One of America’s most fascinating forms of artistic expression is decoratively carved leather saddles, belts, chaps, and buckles. Chad Brady has created a stunning tribute with “Carved in History,” which was a finalist in the national competition, “America the Beautiful.”

It’s a Western tradition for American cowboys to ride saddles that are decorated with elegant, delicately carved floral and geometric patterns, and in some cases embroidered with gold and silver ornaments. With this in mind, Virginia artist and craftsman Chad Brady, whose uncle has been a cobbler for over 30 years making fancy chaps for rodeo cowboys, keeps the spirit alive with a Painted Pony he has beautifully tooled with floral, oak leaf and acorn patterns.


Tribal Paint
Artist: Vickie Knepper

Vickie Knepper broke people’s hearts with her powerful “Wounded Knee,” and she is back again with a first-rate rendering of a little-known American Indian tradition on a Pony named “Tribal Paint.”

Warriors from tribes across the Plains often wore feathers that were marked and painted in ways that told of their accomplishments in battle. In this fashion they would sometimes intimidate opponents who would be scared off after “reading” the stories related on the feathers. But sometimes they would also become the target of warriors who sought encounters with powerful opponents as a way of gaining personal power.
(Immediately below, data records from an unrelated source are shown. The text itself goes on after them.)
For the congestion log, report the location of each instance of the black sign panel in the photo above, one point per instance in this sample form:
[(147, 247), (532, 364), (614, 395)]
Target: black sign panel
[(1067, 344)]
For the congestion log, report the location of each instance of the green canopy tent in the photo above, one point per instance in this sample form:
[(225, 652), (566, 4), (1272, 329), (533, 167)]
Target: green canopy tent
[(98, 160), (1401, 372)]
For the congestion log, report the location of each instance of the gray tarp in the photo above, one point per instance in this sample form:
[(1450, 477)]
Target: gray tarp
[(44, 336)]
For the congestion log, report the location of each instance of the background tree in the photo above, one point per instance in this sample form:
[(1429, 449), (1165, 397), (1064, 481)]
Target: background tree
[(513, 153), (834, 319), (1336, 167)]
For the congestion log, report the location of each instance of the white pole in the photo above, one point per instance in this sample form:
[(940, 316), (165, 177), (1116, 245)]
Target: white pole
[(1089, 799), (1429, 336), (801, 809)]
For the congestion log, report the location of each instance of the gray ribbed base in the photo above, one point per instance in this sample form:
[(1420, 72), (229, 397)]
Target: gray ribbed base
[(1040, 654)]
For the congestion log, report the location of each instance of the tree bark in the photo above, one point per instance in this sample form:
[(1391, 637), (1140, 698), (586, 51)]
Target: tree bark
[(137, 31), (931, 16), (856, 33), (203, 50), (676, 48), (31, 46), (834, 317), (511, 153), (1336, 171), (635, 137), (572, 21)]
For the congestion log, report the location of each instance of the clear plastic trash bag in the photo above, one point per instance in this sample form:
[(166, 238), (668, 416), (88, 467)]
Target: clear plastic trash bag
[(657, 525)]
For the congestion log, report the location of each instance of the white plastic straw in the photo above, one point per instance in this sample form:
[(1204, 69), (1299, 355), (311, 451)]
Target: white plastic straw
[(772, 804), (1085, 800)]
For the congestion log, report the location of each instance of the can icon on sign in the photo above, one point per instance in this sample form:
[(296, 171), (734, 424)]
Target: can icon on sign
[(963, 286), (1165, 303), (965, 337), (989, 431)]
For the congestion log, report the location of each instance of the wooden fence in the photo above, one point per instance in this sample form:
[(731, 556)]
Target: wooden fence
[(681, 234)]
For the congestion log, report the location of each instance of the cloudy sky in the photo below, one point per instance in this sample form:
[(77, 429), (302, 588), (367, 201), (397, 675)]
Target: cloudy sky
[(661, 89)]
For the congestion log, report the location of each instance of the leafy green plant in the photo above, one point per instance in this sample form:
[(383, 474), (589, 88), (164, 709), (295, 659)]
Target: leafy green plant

With “Tribal Paint”, Iowa artist Vickie Knepper, creator of the heartbreaking collectible ”Wounded Knee,” continues to use Painted Ponies to relate interesting and little-known stories about Plains Indian life.


Earth Angels
Artist: Maria Ryan

The brilliant Maria Ryan has created an absolutely gorgeous tribute to transformational possibilities in life and new beginnings with “Earth Angels,” which seems almost to be carried aloft by delicate, sparkling butterflies.

Butterflies are like little angels with colorful wings, symbolizing change and growth… the transformation from one life form to another more beautiful. With this Painted Pony, Maria Ryan, a wildlife colorist, has created a gift to everyone who feels life has been a journey for them that has brought them to a place of emergence to be shared with others. “My hope is that ‘Earth Angels’ encourages people to make conscious changes to their lives for the better, to create new conditions in which they can flourish, and make their dreams come true.”


Night Flower
Artist: Marrianne Hornbuckle

In this release you will find the lovely “Night Flower,” the second Pony by the Santa Fe flower-painter Marianne Hornbuckle whose “Apparoosa” was retired several years ago. A special casting process was used with this Pony so that even though it is made of ceramic, the flowers have dimensionality.

Peonies bloom profusely in early June when the soft summer sky is dark and alive with stars and a new moon. Their huge pale flowers, nestled in deep-green leaves, glow with spectacular beauty at that time. With “Night Flower,” Marianne Hornbuckle, whose love of gardening led her to paint large and luminous flowers, has created a Painted Pony that becomes one with the peonies as she wanders through the magic of a summer garden at night.


Petroglyph Pony
Artist: Lynn Bean

The second ceramic Pony, “Petroglyph Pony,” by the ever-ingenious Lynn Bean, is also the result of a challenging casting process as great lengths were gone to to get the complex details of her original Painted Pony perfect.

Lynn Bean is an artist nationally acclaimed for the way she experiments with different materials in her paintings. And so it was that, after a trek to a remote canyon in the Southwest where she was impressed by the thoughtful use prehistoric “cave painters” made of rough rock walls, turning them into textured and sculptural canvases on which they carved images of horses, she decided to create a Painted Pony that captured not only the spirit, but the look of these ancient equine petroglyphs.

Lynn also created Golden Feathers, Fetish, Copper Enchantment and Gingerbread Ponies.